Разделитель для чтения книг в онлайн библиотеке

Онлайн книга «Записки о польских заговорах и восстаниях 1831-1862 годов»

Cтраница 38

Но проповедь, принципы и дело – совсем не одно и то же. Как ни безумны, по-видимому, ни порывисты, ни молоды были Академики Маевского, но все-таки в них было больше революционного дела на всякий опытный взгляд, больше, нежели в ком-нибудь из тогдашних партий Варшавы. Если б Юргенчиков (как звали этот кружок те, кто о нем знал) оставить на произвол судьбы и не подталкивать, из них образовался бы, без сомнения, тот же невинный, способный на одни праздные сходки, кружок чисто белых «будователей» (как их прозвал один русский писатель), «миллинеров» (как их называл Мирославский), то есть таких заговорщиков, которые растягивают революционные работы на тысячу лет.

Это могло случиться даже, пожалуй, и с кружком Янковского, так как его «краснина» – были люди более или менее степенные, с известным, определенным положением в обществе, – люди, кому было что терять, не молокососы, не smarkate Маевского, готовые когда угодно в огонь и в воду, именно потому, что они smarkate.

Это понимал лучше всех сам Янковский.
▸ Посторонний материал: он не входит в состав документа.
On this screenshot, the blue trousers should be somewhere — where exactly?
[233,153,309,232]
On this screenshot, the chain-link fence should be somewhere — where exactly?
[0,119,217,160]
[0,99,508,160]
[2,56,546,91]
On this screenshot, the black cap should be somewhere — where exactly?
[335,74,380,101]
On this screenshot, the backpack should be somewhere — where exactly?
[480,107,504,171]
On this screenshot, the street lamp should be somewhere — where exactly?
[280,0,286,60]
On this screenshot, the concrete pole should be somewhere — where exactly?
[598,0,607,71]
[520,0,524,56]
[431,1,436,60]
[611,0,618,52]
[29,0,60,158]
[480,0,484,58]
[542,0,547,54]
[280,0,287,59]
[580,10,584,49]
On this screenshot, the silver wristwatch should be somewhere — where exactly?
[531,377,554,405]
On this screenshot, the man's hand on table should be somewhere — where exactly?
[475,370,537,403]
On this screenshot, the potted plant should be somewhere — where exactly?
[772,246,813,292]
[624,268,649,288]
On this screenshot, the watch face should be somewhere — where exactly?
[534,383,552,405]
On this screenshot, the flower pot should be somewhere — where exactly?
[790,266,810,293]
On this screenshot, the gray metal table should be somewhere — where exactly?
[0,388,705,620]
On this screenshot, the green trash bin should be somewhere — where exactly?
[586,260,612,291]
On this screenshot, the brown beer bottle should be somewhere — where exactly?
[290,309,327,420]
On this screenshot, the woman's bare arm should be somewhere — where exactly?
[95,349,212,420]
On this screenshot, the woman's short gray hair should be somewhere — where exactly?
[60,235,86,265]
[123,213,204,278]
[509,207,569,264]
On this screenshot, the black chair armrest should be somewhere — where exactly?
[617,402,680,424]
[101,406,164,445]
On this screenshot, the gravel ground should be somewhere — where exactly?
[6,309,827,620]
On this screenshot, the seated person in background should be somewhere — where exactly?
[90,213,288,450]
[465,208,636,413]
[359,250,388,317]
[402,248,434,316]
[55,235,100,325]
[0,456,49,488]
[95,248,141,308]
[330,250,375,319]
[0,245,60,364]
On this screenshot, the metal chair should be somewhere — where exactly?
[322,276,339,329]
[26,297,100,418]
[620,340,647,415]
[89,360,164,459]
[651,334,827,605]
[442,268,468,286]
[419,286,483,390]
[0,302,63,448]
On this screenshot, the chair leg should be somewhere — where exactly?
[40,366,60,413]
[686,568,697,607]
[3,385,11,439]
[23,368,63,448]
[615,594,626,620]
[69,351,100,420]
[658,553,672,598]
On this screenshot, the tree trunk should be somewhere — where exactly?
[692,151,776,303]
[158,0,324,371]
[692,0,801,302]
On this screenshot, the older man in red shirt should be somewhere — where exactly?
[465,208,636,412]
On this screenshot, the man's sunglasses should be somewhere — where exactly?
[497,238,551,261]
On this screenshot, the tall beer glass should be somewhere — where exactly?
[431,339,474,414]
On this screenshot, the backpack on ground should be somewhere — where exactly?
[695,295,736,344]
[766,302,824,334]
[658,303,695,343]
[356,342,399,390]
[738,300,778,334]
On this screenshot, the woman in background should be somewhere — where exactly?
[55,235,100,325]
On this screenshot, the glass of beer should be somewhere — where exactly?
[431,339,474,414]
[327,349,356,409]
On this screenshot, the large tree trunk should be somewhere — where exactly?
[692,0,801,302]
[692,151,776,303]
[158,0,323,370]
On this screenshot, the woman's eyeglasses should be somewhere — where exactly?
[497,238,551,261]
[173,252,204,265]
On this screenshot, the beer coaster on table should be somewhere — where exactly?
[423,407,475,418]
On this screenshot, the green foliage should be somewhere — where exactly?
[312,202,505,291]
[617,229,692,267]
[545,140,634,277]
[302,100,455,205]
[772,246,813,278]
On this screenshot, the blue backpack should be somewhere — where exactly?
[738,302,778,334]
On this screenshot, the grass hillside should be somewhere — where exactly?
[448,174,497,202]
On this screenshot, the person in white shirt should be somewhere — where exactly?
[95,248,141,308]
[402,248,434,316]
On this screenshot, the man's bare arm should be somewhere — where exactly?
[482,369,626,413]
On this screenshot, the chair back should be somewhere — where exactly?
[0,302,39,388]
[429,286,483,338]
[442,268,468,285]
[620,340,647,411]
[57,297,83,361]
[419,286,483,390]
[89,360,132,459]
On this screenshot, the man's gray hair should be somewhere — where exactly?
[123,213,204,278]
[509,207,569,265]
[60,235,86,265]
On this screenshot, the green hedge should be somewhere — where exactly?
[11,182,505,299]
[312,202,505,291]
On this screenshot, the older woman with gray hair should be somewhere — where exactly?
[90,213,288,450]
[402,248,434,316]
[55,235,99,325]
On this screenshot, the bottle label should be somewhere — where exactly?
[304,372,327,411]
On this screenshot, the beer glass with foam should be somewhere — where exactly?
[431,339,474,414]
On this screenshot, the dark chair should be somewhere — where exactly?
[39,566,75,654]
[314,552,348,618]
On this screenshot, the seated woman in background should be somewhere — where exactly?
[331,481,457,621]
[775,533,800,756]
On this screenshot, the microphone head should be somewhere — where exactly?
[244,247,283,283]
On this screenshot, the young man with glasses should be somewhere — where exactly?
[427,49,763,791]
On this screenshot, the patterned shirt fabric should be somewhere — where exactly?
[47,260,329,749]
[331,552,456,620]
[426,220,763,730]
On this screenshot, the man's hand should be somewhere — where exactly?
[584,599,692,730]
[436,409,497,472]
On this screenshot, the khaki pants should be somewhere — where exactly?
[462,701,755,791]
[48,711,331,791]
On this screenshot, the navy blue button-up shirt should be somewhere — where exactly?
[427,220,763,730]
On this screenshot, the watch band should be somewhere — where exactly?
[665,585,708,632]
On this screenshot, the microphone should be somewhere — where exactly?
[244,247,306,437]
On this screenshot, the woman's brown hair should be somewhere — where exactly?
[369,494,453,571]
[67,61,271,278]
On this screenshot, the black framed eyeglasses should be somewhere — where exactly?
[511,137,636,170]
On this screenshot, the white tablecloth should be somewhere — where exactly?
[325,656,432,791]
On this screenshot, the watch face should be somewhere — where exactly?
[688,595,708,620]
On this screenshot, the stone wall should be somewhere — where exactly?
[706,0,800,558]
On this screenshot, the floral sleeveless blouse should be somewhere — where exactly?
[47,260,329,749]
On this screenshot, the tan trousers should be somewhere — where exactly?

Его бесило одинаково и праздное разглагольствование Юргенчиков, и недостаточная отвага своих, и бестолковое метание из стороны в сторону ребят Маевского, очень плохо знавших, как делаются эти дела, а только настораживавших уши по направлению к Западу: что прилетит оттуда; и если что прилетало, ребята бросались со всех ног исполнять, не зная, хорошо это или дурно, идет или не идет к минуте. Необходимо было для пользы общей стакнуться, слиться всему, что живо и горячо. Янковский сделал прежде всего движение к кружку Юргенса; но, по внимательном рассмотрении, увидел в нем просто-напросто белых, как все белые, миллинеров Мирославского. А Юргенс увидел в Янковистах необузданную «краснину». Янковский требовал действий, между прочим посылки в разные пункты агентов; Юргенс находил всякие действия пока невозможными и рекомендовал выжидание более благоприятных минут, которые, по его мнению, должны были скоро наступить.

Янковский, после нескольких сходок депутатов обеих партий, прекратил переговоры с Юргенчиками и обратился к смаркатым [166].

Положено бы также «выбрать депутатов». Местом сходбища назначена квартира Маевского, на Хмельной улице, в доме № 1531. Академики выставили следующих представителей своего кружка (приобретшего за последние дни несколько ратников вне своих школьных стен): собственно от академии – братьев Франковских, Станислава, Ивана и Льва (тогда только что поступивших в академию), от художественной школы – Карла Новаковского, от города: архитектора Рафаила Краевского; литераторов: Ивана Банземера (берлинского студента) и Левенгардта (краковского студента).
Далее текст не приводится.